Rodat district is famous for many things: Ghazi Amanullah khan kharghotai, vegetable oil, farming, and pottery.

==Tribes and villages==
Villages are: Hissar-e-shahi, Tatang Kaly, Chaghari, Qazi Qala, Kaan Dehkan, laghar juy, Kan Momand, Qadrzai, Zakhil, tor baba, Hisarak, Roghani, Kadae, Kamar, Sraa Qala, Mufti Qala, Mazina, Banda, Hisarak, Baroo, Kuza Qala, Sangar. Tribes are: Akhundzadgan and tribe; one of the biggest tribe of Nangarhar province with further sub-tribes, Natakhail, Shahdikhail, Wazir (Galakhil, Dawrankhil) Momand (Halimzai, Daudzai), Malakhil, Durani, Alkozai, Noorzai, Sadat, Sahibzadagan, Miran, Qadu khail, Gasi Khail, Hasan Khail, Ali Mohamad Khail and Hazratan. Another sizeable tribe that also has roots from Rodat is Hazarbuz.

==Education==
The district has 40 primary girls and boys schools and 10 high school For boys and 8 high schools for girls. Ahdad Lycee, a famous high school of Nangarhar province, is also located in Rodat. Besides 14th grade InService for teachers have also been initiated by ministry of education. The Sultan Mosque is located in the center of Rodat city. A vast playing ground in the center of Hisaar-e-Shahi is also located where students and youth play cricket and football.

==Climate==
Rodat climat comprises three seasons. They are the summer months that spans from mid April to the end of June. The rainy season in Rodat is from the months of early July to end of September.
The winter season in Rodat is experienced during the months of early December to the end of February.

==Marriage==
Marriages are very simple in Rodat as at first agreement is made between the two families and simple wedding takes place following engagement during which guests are invited normally for dinner. "Traditionally" the grooms parents are responsible for the rehearsal dinner and that's about it and early morning bride is taken to groom home accompanied by a number of people. No lavish exchange is made as wedding is totally free from opposite party and according to instructions of Islam.

==Security==
Rodat has been a safe place through its history as no operation or militancy has been faced in Hamid Karzai regime except incident of open firing of US Troops on school students in 2008. Rodat has shown its complete security and stability in the past. During Jihad people bravely stood against Communism and Khalq, Parcham. The result of no violence in area is current development of Rodat.

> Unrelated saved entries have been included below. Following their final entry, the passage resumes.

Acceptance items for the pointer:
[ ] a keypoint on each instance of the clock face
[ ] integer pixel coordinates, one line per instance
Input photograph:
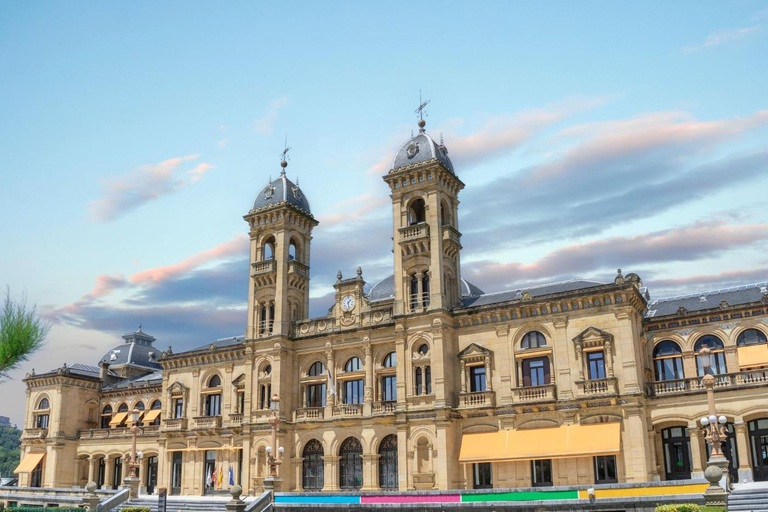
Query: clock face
(347, 303)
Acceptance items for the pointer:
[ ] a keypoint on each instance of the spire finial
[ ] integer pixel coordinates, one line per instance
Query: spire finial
(420, 111)
(284, 157)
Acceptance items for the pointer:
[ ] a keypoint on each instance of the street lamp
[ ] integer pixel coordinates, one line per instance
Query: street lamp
(714, 428)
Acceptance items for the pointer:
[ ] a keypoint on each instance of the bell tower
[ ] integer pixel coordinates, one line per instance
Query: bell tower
(424, 192)
(281, 226)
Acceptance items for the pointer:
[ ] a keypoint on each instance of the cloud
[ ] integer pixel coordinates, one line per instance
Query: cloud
(501, 134)
(265, 124)
(722, 36)
(687, 243)
(595, 181)
(146, 183)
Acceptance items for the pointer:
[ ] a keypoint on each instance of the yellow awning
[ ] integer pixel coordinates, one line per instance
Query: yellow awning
(751, 356)
(29, 462)
(118, 419)
(150, 416)
(567, 441)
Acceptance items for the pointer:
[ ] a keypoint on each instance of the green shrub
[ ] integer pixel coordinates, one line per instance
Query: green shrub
(682, 507)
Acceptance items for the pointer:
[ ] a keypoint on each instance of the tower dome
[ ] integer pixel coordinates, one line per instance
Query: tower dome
(282, 191)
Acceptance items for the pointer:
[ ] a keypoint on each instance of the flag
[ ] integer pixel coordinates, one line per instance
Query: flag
(330, 382)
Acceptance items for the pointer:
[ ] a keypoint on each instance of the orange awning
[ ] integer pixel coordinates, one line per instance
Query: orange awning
(567, 441)
(150, 416)
(751, 356)
(29, 462)
(118, 419)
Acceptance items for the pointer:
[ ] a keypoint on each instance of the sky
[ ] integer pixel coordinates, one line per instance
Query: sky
(591, 136)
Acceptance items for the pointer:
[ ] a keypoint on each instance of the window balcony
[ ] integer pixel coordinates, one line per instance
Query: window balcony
(347, 410)
(175, 424)
(477, 399)
(597, 387)
(544, 393)
(380, 408)
(207, 421)
(310, 413)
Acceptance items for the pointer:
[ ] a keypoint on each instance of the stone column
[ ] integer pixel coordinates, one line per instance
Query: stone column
(742, 449)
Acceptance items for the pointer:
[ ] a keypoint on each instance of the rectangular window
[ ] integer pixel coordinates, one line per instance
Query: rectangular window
(316, 395)
(482, 477)
(605, 469)
(213, 405)
(178, 408)
(541, 472)
(596, 362)
(477, 379)
(536, 372)
(389, 388)
(353, 391)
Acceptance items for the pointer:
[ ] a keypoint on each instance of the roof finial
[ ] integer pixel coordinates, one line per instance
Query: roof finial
(284, 157)
(420, 111)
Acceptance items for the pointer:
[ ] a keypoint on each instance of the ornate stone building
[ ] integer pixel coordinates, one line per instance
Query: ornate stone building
(420, 382)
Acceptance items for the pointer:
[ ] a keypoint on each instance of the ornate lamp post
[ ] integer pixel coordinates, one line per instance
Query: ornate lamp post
(714, 428)
(274, 456)
(133, 464)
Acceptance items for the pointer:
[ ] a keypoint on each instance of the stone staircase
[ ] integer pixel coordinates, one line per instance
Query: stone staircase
(751, 497)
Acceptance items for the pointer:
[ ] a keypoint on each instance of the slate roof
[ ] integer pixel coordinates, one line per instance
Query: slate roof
(421, 148)
(738, 295)
(282, 190)
(535, 291)
(150, 379)
(385, 289)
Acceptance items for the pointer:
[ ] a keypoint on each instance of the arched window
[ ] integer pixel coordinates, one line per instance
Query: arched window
(316, 370)
(388, 463)
(268, 250)
(106, 416)
(714, 344)
(751, 337)
(351, 464)
(533, 339)
(313, 466)
(390, 361)
(353, 365)
(668, 361)
(416, 212)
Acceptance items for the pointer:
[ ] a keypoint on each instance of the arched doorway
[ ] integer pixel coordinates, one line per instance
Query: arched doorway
(388, 463)
(758, 444)
(351, 464)
(312, 467)
(677, 453)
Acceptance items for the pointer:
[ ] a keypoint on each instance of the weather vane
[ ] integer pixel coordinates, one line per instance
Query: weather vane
(420, 111)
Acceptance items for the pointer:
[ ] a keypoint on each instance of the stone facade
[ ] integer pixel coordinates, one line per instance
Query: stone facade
(381, 392)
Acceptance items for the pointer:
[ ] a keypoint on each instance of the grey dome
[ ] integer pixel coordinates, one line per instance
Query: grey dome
(385, 289)
(281, 190)
(421, 148)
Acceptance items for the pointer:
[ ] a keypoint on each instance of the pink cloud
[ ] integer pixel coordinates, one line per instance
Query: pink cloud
(142, 185)
(236, 246)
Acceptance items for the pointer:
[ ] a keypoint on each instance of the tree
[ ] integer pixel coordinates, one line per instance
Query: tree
(22, 331)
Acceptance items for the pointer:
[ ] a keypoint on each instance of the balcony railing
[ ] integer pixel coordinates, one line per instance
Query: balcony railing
(535, 393)
(722, 381)
(207, 421)
(262, 267)
(597, 387)
(349, 410)
(477, 399)
(384, 408)
(175, 423)
(310, 413)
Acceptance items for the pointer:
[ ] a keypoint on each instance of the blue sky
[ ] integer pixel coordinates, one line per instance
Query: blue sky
(591, 136)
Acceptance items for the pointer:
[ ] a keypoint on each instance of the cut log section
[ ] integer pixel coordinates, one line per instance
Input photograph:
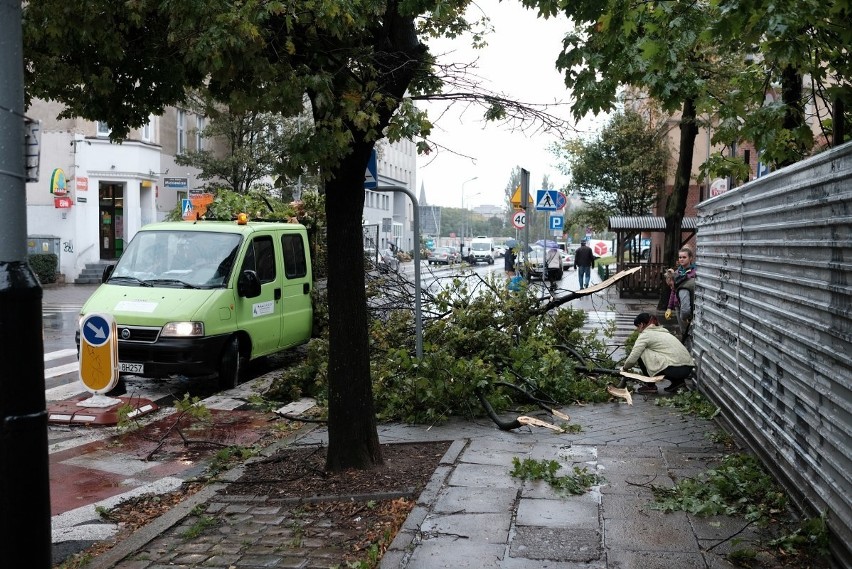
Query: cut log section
(641, 377)
(621, 392)
(524, 420)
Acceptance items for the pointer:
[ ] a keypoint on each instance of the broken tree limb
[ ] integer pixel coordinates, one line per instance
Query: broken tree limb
(555, 301)
(620, 392)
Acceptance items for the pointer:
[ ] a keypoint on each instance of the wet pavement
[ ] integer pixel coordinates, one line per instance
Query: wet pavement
(473, 513)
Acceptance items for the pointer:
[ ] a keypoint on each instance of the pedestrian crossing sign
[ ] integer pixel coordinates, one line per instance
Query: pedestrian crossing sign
(186, 208)
(546, 200)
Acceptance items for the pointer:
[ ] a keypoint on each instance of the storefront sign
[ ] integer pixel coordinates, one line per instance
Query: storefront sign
(58, 183)
(176, 183)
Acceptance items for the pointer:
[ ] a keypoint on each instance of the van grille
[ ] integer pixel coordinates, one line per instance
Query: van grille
(138, 334)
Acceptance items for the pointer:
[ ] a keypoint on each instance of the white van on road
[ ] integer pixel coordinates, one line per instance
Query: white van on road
(481, 250)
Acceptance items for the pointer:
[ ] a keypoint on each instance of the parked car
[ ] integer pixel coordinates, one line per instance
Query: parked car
(481, 249)
(443, 256)
(387, 261)
(535, 263)
(456, 254)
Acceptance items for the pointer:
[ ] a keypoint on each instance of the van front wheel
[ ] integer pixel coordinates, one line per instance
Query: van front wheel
(230, 367)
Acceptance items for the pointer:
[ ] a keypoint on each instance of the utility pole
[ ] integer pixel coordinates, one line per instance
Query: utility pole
(25, 535)
(464, 216)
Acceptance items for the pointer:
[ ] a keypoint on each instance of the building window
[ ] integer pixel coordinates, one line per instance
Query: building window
(199, 130)
(181, 131)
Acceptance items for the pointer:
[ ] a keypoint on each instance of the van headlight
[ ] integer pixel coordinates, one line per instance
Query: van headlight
(183, 329)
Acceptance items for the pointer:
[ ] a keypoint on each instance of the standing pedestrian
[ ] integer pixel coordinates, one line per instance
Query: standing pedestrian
(584, 258)
(553, 267)
(509, 261)
(682, 295)
(658, 352)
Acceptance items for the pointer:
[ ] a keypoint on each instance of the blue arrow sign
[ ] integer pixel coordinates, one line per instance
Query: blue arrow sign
(95, 330)
(371, 174)
(556, 222)
(546, 200)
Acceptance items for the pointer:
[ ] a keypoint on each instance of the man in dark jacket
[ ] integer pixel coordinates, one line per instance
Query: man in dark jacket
(584, 258)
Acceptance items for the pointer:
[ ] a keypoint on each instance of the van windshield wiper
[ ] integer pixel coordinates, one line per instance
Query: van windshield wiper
(131, 279)
(183, 284)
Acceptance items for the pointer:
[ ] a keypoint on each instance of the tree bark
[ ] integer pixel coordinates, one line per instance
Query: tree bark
(676, 203)
(353, 440)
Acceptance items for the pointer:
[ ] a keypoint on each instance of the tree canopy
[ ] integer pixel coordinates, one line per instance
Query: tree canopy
(623, 170)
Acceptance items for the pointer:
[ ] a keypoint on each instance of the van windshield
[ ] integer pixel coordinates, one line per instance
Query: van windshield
(178, 259)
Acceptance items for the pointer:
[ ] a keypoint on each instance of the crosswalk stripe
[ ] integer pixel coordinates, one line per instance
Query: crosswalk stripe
(61, 370)
(63, 392)
(59, 354)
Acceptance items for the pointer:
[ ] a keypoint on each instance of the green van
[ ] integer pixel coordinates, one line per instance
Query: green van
(206, 297)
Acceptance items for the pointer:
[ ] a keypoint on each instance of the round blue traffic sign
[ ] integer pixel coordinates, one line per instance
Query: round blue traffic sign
(95, 330)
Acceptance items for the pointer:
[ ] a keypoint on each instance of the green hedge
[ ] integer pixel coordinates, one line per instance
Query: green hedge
(45, 266)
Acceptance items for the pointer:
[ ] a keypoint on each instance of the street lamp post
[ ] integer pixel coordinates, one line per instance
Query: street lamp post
(464, 215)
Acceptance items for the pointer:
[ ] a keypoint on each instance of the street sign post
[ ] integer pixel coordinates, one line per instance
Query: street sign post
(546, 200)
(98, 354)
(556, 222)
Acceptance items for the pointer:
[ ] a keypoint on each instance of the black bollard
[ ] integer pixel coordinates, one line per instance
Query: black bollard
(25, 535)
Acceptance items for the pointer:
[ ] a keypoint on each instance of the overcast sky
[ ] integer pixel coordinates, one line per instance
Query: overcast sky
(519, 62)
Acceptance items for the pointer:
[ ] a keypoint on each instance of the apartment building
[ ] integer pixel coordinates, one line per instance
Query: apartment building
(393, 212)
(93, 195)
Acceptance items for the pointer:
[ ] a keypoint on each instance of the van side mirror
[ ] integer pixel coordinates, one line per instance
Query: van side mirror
(107, 273)
(248, 285)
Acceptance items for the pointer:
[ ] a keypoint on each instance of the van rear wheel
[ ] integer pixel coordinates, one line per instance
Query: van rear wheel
(230, 367)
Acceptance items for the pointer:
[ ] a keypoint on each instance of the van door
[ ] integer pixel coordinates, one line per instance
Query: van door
(297, 320)
(260, 317)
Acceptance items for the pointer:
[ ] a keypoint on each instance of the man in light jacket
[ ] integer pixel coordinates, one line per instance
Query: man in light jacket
(658, 352)
(584, 258)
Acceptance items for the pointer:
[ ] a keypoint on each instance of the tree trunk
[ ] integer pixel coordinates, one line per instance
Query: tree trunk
(353, 440)
(676, 204)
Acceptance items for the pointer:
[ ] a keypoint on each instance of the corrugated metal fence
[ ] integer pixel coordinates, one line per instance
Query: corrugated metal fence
(773, 338)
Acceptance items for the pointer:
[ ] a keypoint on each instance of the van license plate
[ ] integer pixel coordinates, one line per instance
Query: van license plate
(130, 368)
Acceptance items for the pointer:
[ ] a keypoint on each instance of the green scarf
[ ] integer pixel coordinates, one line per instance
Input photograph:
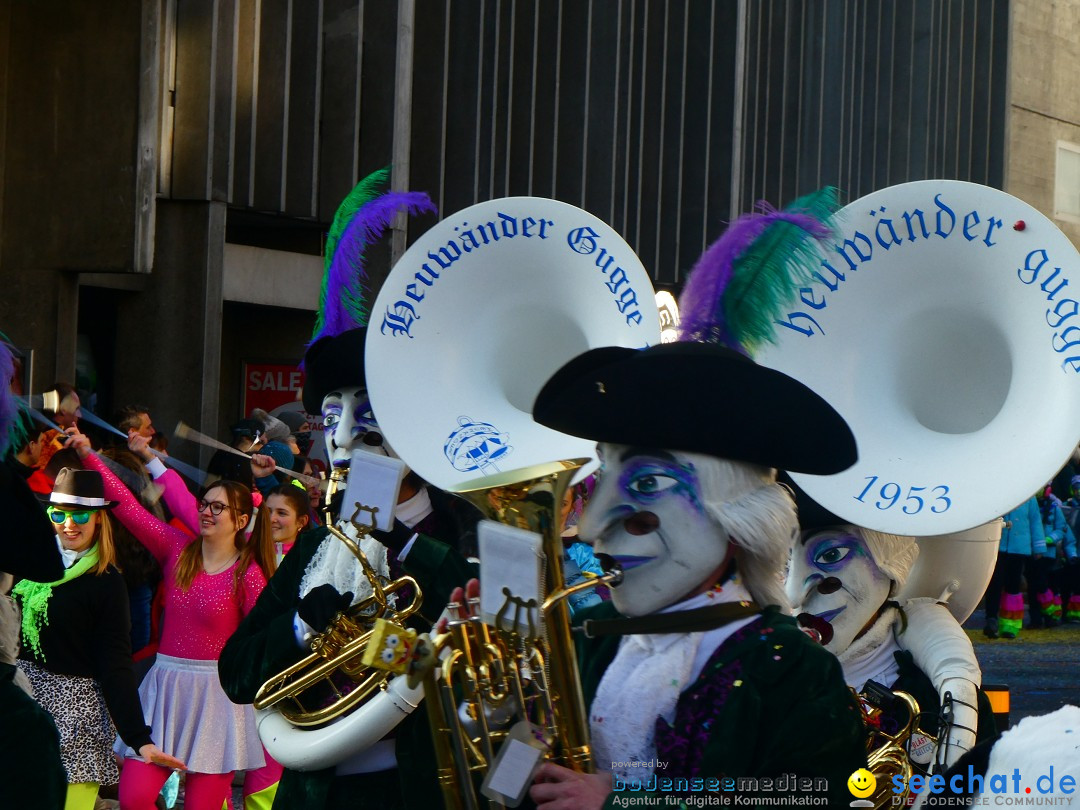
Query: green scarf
(36, 595)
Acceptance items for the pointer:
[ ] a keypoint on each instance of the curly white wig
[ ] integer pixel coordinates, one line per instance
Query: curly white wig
(758, 516)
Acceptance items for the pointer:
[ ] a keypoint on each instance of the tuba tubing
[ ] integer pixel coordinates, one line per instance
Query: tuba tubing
(296, 737)
(326, 746)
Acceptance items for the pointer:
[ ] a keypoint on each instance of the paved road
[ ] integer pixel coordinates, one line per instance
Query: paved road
(1041, 667)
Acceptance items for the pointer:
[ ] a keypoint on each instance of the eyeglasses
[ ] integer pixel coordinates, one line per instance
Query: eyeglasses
(216, 508)
(59, 515)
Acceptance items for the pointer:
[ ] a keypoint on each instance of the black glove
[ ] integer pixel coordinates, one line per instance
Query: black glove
(395, 538)
(321, 605)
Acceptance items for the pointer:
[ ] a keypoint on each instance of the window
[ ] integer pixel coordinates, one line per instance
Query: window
(1067, 181)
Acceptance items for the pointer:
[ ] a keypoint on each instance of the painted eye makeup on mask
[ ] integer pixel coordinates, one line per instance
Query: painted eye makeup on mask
(363, 417)
(647, 481)
(332, 416)
(833, 554)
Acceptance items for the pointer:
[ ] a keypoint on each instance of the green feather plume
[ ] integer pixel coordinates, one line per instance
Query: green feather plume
(366, 190)
(769, 273)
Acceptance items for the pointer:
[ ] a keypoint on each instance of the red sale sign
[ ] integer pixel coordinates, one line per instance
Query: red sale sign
(269, 386)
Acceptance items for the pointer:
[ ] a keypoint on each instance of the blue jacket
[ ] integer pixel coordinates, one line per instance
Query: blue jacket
(1023, 530)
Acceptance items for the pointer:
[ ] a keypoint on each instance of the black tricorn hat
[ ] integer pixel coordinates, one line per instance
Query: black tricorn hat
(332, 363)
(698, 397)
(75, 488)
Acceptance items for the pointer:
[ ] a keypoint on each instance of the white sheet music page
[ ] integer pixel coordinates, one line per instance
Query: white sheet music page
(374, 483)
(512, 559)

As of 2011 this is not safe, since the last presidential elections government weakens day to another many illegal aliens have dissolved to the key management positions which allow them feel free to do anything and as long as its central location is concerned except Kama (a neighboring district in the region) the rest of the surrounding districts have turned Roodat into a focal point of conflicts. Targeting particular personalities (such as military, Doctors and engineers) and exposure relevant families to a huge risk of death is in its high peak.